Now, anyone who reads The Crimson’s comments section knows that many users of the internet cloak their cowardly selves in anonymity, posting comments that show everyone how their parents, preachers, or school system failed to teach them courtesy and good values. That’s a given. But in the above instances, making fun of a person’s speech impediment seems to be a privileged category of hate. The IvyGate moderators declared that they would delete “hateful personal attacks,” and thus imply that the three comments I cited are something besides hateful or personal. CLS, whoever he is, does not want to be called a sexist, but apparently doesn’t care that he made a hurtful comment about someone’s lisp. Whoever is writing HarvardOTR is so warped that they see nothing wrong with mocking someone’s speech impediment in both headline and body. (Though the poster apparently does have a problem with writing funny jokes.)

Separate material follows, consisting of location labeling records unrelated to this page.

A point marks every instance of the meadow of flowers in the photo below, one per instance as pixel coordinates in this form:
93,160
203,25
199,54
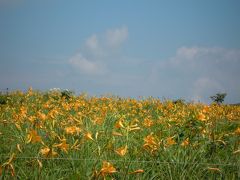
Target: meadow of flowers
51,135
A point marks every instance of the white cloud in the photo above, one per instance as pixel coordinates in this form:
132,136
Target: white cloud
97,50
198,72
86,66
92,42
115,37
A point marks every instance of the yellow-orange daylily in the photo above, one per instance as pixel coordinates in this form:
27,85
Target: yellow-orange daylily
121,151
119,124
201,117
88,136
150,143
170,141
33,137
72,130
147,122
107,168
47,152
185,142
63,146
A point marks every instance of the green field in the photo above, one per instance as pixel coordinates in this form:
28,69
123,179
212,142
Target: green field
55,135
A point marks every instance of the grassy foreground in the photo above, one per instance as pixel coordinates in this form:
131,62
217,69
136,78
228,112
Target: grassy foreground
54,136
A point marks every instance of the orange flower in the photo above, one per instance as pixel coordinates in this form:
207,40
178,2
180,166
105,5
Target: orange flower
201,117
150,143
170,141
119,124
107,168
185,142
33,137
63,146
47,152
121,151
88,136
147,122
72,130
41,116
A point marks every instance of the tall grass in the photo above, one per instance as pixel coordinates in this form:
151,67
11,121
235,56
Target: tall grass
48,135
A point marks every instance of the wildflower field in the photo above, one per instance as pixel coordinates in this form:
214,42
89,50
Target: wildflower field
50,135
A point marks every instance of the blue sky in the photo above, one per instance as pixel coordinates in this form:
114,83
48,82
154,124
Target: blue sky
168,49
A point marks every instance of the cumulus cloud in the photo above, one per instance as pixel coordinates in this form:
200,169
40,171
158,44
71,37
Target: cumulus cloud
86,66
97,50
198,72
115,37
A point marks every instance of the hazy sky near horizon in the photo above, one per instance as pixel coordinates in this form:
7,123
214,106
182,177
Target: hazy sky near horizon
168,49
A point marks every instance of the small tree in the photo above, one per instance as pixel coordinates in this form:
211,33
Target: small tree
218,98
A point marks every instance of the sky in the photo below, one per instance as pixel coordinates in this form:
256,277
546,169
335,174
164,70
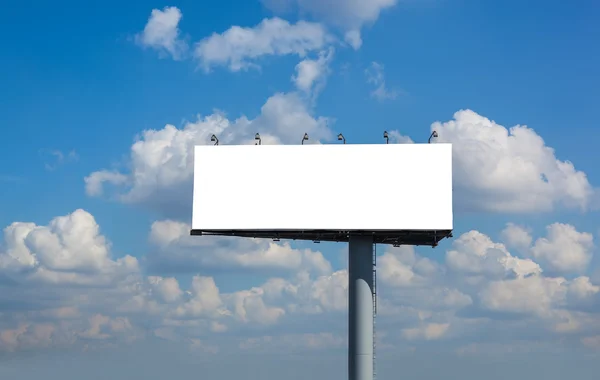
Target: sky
101,104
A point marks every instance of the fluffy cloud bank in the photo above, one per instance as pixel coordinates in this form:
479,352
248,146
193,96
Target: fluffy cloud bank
496,169
162,160
350,16
76,293
509,169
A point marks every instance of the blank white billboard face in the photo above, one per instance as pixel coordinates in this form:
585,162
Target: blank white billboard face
323,187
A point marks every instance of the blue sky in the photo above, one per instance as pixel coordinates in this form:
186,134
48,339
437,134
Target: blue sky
81,83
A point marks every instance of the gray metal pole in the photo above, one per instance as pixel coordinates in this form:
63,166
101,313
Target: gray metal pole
360,308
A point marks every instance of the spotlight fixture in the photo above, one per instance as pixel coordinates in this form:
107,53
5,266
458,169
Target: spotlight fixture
433,134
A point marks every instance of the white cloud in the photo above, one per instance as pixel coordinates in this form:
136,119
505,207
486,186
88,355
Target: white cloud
162,33
430,331
312,72
239,48
350,14
497,169
353,38
564,249
161,160
417,296
516,237
375,76
55,158
69,250
475,254
95,181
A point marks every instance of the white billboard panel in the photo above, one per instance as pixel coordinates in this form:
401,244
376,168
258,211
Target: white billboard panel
323,187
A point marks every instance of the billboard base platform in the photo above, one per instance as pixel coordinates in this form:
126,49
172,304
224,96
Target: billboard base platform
393,237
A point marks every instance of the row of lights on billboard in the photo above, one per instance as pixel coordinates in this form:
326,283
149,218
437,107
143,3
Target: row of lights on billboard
341,137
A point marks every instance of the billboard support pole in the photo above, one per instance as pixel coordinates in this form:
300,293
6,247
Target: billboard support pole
360,308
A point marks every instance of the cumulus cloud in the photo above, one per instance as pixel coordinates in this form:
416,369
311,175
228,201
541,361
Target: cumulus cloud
564,249
376,77
475,254
239,48
161,161
346,14
118,304
55,158
516,236
497,169
162,33
312,72
69,250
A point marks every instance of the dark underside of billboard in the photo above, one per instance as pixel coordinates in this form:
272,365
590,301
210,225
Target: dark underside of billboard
394,237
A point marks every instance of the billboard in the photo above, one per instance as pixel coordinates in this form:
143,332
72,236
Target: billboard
339,187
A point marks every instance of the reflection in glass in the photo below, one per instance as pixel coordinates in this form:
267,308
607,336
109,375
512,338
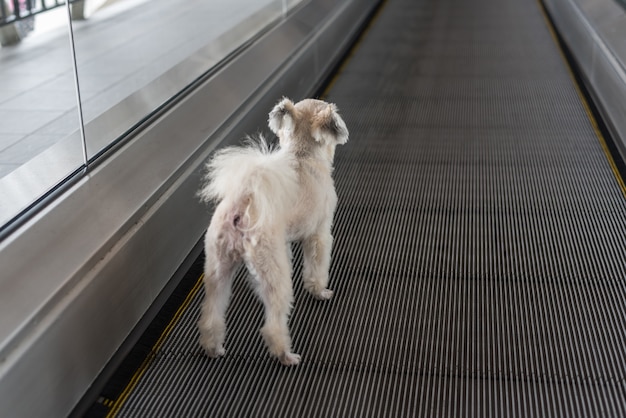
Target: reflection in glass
137,54
132,56
37,110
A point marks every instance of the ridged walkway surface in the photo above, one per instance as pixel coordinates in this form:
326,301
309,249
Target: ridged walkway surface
479,265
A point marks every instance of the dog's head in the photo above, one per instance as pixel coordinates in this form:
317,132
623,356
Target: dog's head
307,125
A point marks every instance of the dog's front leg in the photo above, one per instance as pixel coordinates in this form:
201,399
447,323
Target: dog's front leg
316,252
269,263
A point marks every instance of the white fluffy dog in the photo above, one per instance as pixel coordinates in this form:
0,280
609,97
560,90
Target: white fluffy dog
266,199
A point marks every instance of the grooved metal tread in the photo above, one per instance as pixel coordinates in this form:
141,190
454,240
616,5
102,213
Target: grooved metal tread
478,265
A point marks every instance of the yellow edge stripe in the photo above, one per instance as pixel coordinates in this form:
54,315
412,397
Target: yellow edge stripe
353,48
119,402
583,100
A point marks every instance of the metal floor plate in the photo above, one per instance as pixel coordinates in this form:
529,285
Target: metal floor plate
479,263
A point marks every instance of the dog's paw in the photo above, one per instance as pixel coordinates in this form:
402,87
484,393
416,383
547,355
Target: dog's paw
289,359
212,350
215,351
321,294
325,294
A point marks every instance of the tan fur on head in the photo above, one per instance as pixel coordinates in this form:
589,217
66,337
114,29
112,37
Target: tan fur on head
267,198
296,124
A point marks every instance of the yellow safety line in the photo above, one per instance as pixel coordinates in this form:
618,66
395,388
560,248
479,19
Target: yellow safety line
353,48
583,100
119,402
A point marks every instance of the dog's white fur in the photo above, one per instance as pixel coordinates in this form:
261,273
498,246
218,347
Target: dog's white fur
265,200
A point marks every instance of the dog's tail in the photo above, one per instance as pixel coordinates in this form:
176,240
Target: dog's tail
260,183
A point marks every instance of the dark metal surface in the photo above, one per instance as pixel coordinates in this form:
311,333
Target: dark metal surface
479,264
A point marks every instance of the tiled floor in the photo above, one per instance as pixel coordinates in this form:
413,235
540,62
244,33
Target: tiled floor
119,50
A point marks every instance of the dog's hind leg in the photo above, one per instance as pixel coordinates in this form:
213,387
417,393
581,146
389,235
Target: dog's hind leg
316,252
270,266
218,276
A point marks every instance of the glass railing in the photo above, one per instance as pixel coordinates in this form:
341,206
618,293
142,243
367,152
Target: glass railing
77,79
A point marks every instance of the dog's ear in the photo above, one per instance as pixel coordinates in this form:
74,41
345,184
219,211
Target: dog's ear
282,116
328,126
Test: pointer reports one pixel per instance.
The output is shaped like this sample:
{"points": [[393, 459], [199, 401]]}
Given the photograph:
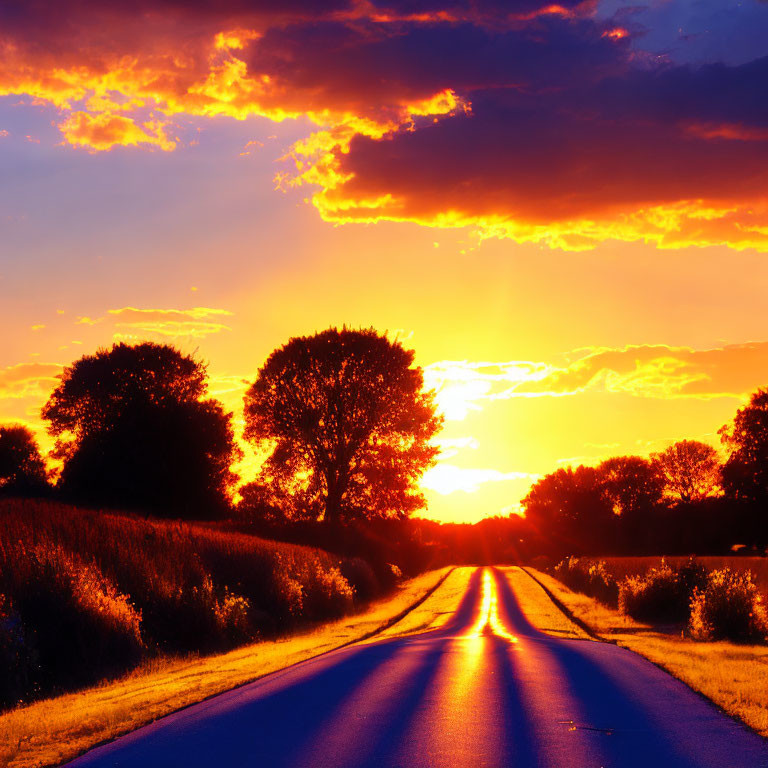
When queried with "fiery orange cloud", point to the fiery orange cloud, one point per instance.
{"points": [[102, 132], [28, 380], [656, 371], [541, 124]]}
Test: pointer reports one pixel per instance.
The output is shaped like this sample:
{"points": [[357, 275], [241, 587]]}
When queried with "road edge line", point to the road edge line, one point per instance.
{"points": [[367, 636], [564, 609]]}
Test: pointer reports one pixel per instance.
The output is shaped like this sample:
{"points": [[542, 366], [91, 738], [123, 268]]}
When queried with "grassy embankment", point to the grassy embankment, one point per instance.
{"points": [[621, 567], [52, 731], [733, 676]]}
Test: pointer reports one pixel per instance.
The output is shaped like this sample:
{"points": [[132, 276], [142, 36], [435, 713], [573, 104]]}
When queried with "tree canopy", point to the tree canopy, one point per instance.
{"points": [[570, 507], [349, 426], [691, 470], [631, 483], [22, 469], [135, 428], [745, 473]]}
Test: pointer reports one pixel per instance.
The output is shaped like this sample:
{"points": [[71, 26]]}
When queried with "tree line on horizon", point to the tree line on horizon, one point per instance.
{"points": [[342, 415], [684, 499], [347, 428]]}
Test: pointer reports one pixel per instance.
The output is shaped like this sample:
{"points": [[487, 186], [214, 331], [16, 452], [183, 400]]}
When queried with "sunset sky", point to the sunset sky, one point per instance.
{"points": [[562, 208]]}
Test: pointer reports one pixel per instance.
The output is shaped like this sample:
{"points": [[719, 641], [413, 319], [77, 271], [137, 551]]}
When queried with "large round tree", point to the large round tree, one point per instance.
{"points": [[349, 425], [136, 429]]}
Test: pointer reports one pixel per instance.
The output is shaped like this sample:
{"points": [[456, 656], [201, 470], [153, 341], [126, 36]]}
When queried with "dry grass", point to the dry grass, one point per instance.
{"points": [[52, 731], [631, 566], [435, 611], [733, 676], [538, 608]]}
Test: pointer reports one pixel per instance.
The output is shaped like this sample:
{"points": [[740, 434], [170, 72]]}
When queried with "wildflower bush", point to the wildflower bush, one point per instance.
{"points": [[88, 594], [728, 607], [591, 577]]}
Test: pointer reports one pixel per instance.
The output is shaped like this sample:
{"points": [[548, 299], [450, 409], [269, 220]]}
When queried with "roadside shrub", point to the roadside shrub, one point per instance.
{"points": [[361, 578], [662, 594], [601, 584], [729, 607], [88, 594]]}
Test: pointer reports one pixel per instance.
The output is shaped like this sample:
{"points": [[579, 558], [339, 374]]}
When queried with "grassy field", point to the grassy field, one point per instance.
{"points": [[86, 594], [631, 566], [539, 608], [49, 732], [733, 676]]}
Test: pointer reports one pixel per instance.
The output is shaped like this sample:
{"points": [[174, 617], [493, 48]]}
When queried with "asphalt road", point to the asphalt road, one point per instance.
{"points": [[487, 690]]}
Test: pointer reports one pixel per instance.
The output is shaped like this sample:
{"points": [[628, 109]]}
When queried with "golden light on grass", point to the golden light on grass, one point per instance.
{"points": [[52, 731]]}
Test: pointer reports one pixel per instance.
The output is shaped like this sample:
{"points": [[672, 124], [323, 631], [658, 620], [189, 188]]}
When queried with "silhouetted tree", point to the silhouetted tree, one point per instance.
{"points": [[631, 483], [135, 429], [570, 513], [745, 473], [22, 469], [691, 470], [349, 424]]}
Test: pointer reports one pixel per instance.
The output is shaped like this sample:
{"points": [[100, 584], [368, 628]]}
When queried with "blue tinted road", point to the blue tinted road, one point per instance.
{"points": [[486, 690]]}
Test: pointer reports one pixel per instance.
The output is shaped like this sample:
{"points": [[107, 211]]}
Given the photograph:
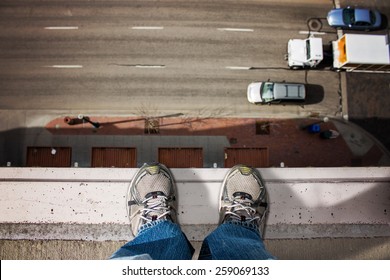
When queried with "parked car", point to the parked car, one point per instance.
{"points": [[273, 92], [355, 18]]}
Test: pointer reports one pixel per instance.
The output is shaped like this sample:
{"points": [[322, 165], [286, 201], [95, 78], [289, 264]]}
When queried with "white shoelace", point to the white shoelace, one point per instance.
{"points": [[154, 207], [241, 208]]}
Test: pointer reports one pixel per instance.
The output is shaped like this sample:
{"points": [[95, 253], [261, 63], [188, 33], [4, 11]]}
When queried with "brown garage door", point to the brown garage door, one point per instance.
{"points": [[181, 157], [254, 157], [49, 157], [114, 157]]}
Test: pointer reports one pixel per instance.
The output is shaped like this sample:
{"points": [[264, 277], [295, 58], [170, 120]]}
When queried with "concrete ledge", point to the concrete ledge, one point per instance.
{"points": [[89, 204], [117, 232]]}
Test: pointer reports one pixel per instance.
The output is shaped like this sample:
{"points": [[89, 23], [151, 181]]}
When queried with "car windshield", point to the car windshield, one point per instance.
{"points": [[349, 16], [267, 92], [308, 54], [372, 17]]}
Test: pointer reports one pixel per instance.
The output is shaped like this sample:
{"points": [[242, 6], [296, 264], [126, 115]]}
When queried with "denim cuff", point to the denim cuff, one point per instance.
{"points": [[249, 225]]}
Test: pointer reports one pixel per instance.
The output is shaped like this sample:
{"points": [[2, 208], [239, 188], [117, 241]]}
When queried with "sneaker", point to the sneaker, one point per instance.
{"points": [[244, 198], [151, 196]]}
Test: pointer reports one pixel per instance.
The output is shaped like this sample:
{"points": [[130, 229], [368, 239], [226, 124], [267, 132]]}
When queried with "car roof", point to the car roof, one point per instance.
{"points": [[288, 91]]}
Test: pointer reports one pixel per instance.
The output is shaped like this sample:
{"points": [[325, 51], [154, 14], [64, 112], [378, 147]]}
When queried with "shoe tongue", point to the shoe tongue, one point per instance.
{"points": [[155, 194], [153, 215], [242, 196]]}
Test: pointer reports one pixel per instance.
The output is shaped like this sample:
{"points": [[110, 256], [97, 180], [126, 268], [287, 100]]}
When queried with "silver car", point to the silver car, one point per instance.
{"points": [[273, 92], [355, 18]]}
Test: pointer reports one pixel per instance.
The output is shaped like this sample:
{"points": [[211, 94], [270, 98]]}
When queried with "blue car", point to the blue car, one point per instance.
{"points": [[355, 18]]}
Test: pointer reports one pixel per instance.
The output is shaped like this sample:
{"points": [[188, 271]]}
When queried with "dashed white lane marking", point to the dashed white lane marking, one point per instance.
{"points": [[62, 27], [64, 66], [149, 66], [238, 67], [147, 27], [311, 32], [236, 29]]}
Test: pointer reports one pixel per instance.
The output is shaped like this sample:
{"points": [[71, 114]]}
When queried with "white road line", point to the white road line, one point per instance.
{"points": [[150, 66], [236, 29], [62, 27], [64, 66], [147, 27], [238, 67], [312, 32]]}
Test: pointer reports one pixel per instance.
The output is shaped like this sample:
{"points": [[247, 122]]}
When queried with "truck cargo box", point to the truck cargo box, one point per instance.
{"points": [[361, 52]]}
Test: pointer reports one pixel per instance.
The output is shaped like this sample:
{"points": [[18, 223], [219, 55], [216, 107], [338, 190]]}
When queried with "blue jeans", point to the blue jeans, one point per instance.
{"points": [[164, 240]]}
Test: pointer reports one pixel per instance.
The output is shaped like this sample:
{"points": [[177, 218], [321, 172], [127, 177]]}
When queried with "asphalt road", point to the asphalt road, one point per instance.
{"points": [[153, 57]]}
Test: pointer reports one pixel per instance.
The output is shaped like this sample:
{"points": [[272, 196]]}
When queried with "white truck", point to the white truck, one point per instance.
{"points": [[304, 53], [351, 52], [361, 52]]}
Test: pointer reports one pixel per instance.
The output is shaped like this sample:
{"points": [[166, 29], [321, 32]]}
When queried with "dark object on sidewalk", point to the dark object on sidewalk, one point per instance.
{"points": [[314, 128], [329, 134]]}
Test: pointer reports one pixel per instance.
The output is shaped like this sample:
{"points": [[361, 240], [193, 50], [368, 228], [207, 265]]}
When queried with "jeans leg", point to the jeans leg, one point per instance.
{"points": [[234, 241], [160, 240]]}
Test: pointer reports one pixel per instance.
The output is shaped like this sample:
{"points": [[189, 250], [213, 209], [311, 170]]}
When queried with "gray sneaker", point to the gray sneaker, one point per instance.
{"points": [[244, 197], [151, 196]]}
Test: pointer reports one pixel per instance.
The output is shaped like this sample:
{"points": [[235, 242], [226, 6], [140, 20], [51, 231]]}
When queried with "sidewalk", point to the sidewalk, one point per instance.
{"points": [[289, 142]]}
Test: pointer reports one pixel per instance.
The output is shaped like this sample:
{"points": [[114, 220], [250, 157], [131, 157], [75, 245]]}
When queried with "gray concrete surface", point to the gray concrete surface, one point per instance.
{"points": [[283, 249]]}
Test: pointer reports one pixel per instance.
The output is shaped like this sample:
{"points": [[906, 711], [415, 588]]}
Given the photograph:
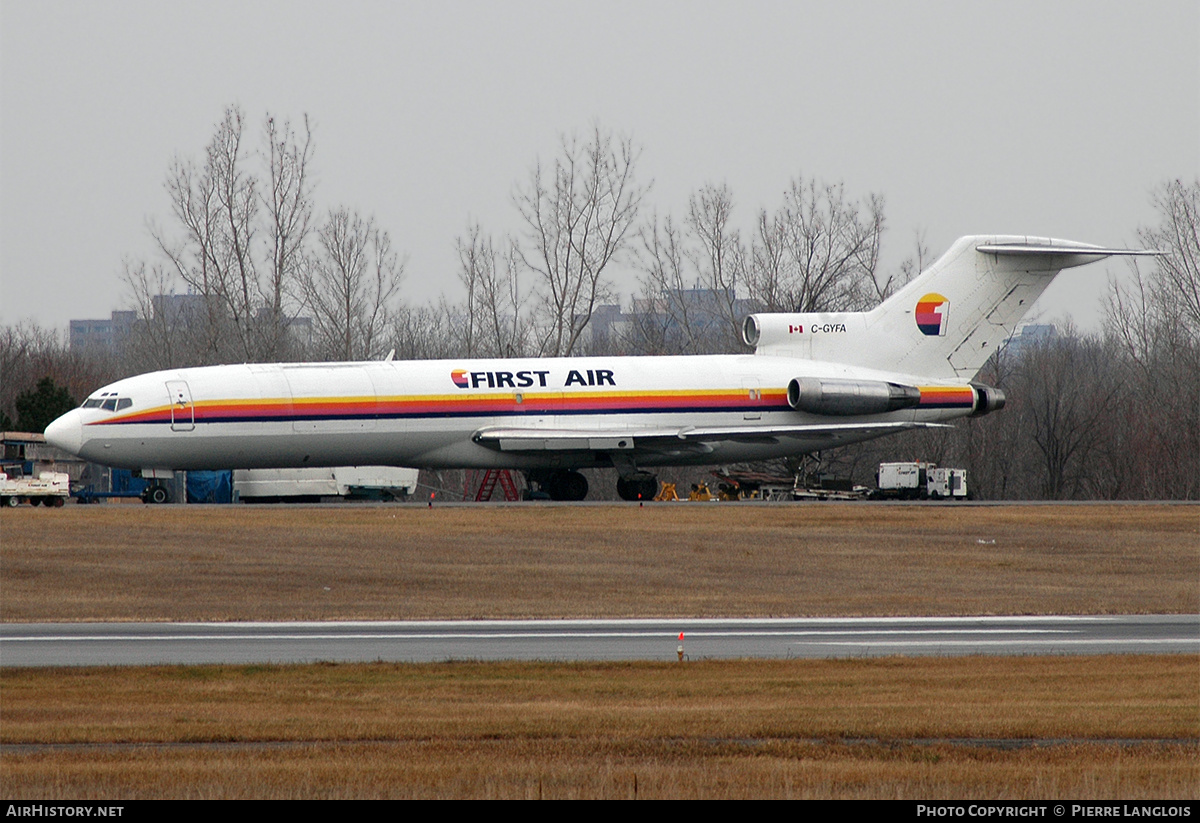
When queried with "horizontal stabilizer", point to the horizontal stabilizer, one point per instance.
{"points": [[947, 322]]}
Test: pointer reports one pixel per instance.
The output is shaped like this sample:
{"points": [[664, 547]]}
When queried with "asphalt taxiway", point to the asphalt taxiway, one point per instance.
{"points": [[179, 643]]}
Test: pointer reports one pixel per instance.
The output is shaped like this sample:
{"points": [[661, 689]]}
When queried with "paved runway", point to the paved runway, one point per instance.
{"points": [[139, 643]]}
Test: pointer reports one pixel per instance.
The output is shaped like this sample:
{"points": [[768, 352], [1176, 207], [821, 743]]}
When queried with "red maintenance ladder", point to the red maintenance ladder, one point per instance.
{"points": [[489, 485]]}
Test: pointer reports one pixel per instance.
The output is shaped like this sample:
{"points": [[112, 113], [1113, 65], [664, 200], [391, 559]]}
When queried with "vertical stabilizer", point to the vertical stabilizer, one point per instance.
{"points": [[945, 323]]}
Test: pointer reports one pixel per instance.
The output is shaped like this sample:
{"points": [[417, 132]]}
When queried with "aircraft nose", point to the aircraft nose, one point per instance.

I’ve scattered humor through this piece because I don’t want hateful speech to be taken too seriously. But the above posts are evidence of a mystifying callousness toward those with speech impediments. Caldwell’s lisp, if she even has one, is barely noticeable; many of us are not so lucky. Millions of Americans feel an illogical but powerful shame at not being able to do something that comes as easy as breathing to everybody else. We garner curious stares when we exhibit secondary symptoms, like twisted faces and balled fists. I would bet I’m not the only person in the College who has tasted blood in his mouth after clenching his teeth so hard during a block that made his entire head hurt. About once a month, a waitress or waiter will take my stutter as evidence of mental retardation, and proceed to treat me accordingly.
And that part is fine. I hope it doesn’t sound like I’m complaining, because we all have our own crosses to bear. The stutterer’s is not necessarily more arduous because it is more visible. But what is surprising and unsettling, what does merit comment, is when educated people consider shots at a genetic speech impediment to be fair game while other slurs are not. The nimblest speaker couldn’t come up with a defense for that.
M. Aidan Kelly ’08, a Crimson magazine chair, is a history and literature concentrator in Cabot House.